API

Text completions

The completions endpoint sends your prompt to the model exactly as written and returns the text it generates — no chat template is applied. Reach for it when chat formatting gets in the way: base (non-instruct) models, fill-in-the-middle code completion, or older clients that target the legacy OpenAI Completions API. For assistant-style conversations, use Chat completions instead.

Endpoint

POST https://api.pendra.ai/v1/completions
POST https://api.pendra.ai/api/v1/completions    # alias

Request

curl
curl https://api.pendra.ai/v1/completions \
  -H "Authorization: Bearer pdr_sk_..." \
  -H "Content-Type: application/json" \
  -d '{
    "model": "qwen2.5-coder:7b",
    "prompt": "def fibonacci(n):",
    "max_tokens": 64,
    "stop": ["\n\n"]
  }'

Fields

  • model — model ID. Browse available models.
  • prompt — the text to complete (a string, or an array of strings).
  • max_tokens, temperature, top_p, top_k, min_p, stop, seed — standard sampling controls.
  • frequency_penalty, presence_penalty, logit_bias — repetition and token-bias controls.
  • suffix — text that comes after the insertion point, for fill-in-the-middle completion (model permitting).
  • stream — set true for server-sent events.
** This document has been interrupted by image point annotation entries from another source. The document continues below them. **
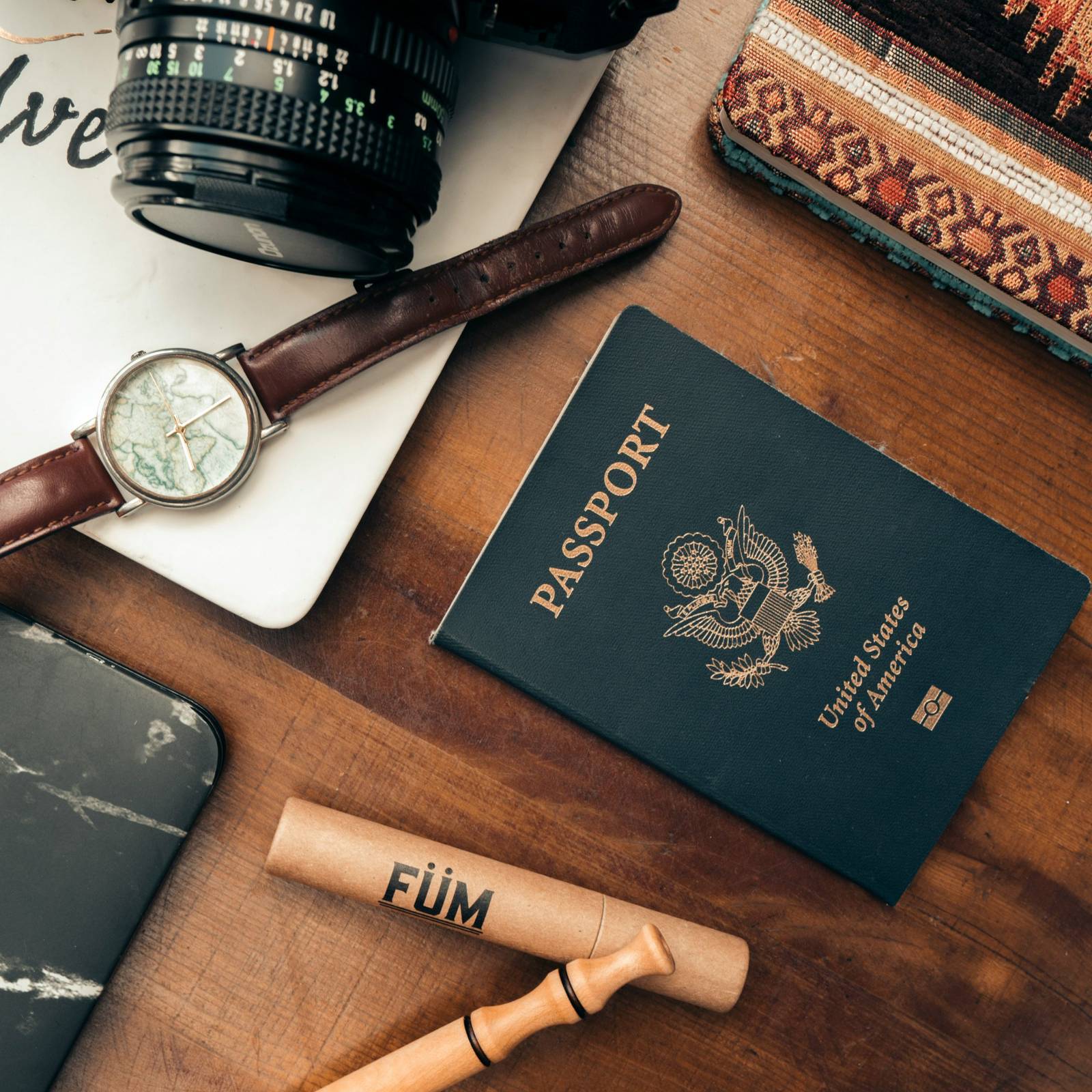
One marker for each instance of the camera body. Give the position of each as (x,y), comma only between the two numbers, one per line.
(303,134)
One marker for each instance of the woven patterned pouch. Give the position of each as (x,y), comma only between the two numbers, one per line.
(953,134)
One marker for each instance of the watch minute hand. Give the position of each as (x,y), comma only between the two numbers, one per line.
(205,413)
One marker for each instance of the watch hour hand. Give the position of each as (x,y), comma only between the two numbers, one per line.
(179,429)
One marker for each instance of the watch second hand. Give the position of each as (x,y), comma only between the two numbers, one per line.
(179,429)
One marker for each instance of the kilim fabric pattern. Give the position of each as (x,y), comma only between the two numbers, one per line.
(1003,191)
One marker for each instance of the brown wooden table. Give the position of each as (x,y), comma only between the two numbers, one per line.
(981,979)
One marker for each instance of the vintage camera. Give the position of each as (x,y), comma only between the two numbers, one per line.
(304,136)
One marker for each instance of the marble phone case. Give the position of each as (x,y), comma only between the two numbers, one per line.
(103,773)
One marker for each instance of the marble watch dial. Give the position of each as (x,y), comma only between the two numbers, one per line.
(177,429)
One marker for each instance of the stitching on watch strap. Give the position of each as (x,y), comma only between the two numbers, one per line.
(34,467)
(467,314)
(458,261)
(57,524)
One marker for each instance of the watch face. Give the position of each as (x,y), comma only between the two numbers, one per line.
(178,429)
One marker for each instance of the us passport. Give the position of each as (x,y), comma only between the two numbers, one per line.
(764,607)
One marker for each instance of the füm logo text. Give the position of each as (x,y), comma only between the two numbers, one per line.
(459,911)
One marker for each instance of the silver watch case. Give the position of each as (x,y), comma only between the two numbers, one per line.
(257,434)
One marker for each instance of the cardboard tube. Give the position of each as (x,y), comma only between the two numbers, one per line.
(435,882)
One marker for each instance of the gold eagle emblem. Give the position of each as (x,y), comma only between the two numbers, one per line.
(737,593)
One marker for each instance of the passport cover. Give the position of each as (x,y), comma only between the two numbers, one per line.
(743,594)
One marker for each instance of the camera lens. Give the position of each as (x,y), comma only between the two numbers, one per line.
(302,136)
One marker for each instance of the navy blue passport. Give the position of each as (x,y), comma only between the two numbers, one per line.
(741,593)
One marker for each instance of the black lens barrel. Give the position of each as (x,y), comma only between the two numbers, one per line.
(289,134)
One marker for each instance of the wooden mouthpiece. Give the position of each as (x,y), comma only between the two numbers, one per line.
(467,1046)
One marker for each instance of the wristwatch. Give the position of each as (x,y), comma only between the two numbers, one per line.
(182,429)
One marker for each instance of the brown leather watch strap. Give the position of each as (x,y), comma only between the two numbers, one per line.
(315,355)
(55,491)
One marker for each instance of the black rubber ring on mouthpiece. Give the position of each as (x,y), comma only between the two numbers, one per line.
(475,1046)
(571,993)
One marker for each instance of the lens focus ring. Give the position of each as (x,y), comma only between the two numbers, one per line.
(306,127)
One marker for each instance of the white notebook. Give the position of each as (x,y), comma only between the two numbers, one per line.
(83,289)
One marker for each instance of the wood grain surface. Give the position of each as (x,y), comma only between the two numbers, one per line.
(980,979)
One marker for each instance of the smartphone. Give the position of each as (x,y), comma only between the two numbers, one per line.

Any other standard OpenAI Completions field is forwarded to the serving worker as-is. Whether a given field takes effect depends on the model and backend serving the request.

Response

A single OpenAI-shaped text_completion object. The generated text is in choices[0].text.

{
  "id": "cmpl-9f2b1c8e",
  "object": "text_completion",
  "created": 1715346400,
  "model": "qwen2.5-coder:7b",
  "choices": [
    {
      "text": "\n    if n < 2:\n        return n\n    return fibonacci(n - 1) + fibonacci(n - 2)",
      "index": 0,
      "finish_reason": "stop"
    }
  ],
  "usage": { "prompt_tokens": 6, "completion_tokens": 24, "total_tokens": 30 }
}

Streaming

With "stream": true you receive text_completion chunks as server-sent events, terminated by a data: [DONE] line — the same framing as chat completions.

Backend support

Raw completions are served by workers running Ollama, vLLM, or LM Studio. The in-process Pendra backend (llama.cpp) does not serve this endpoint and returns 415 — point the request at a worker running one of the above, or use Chat completions.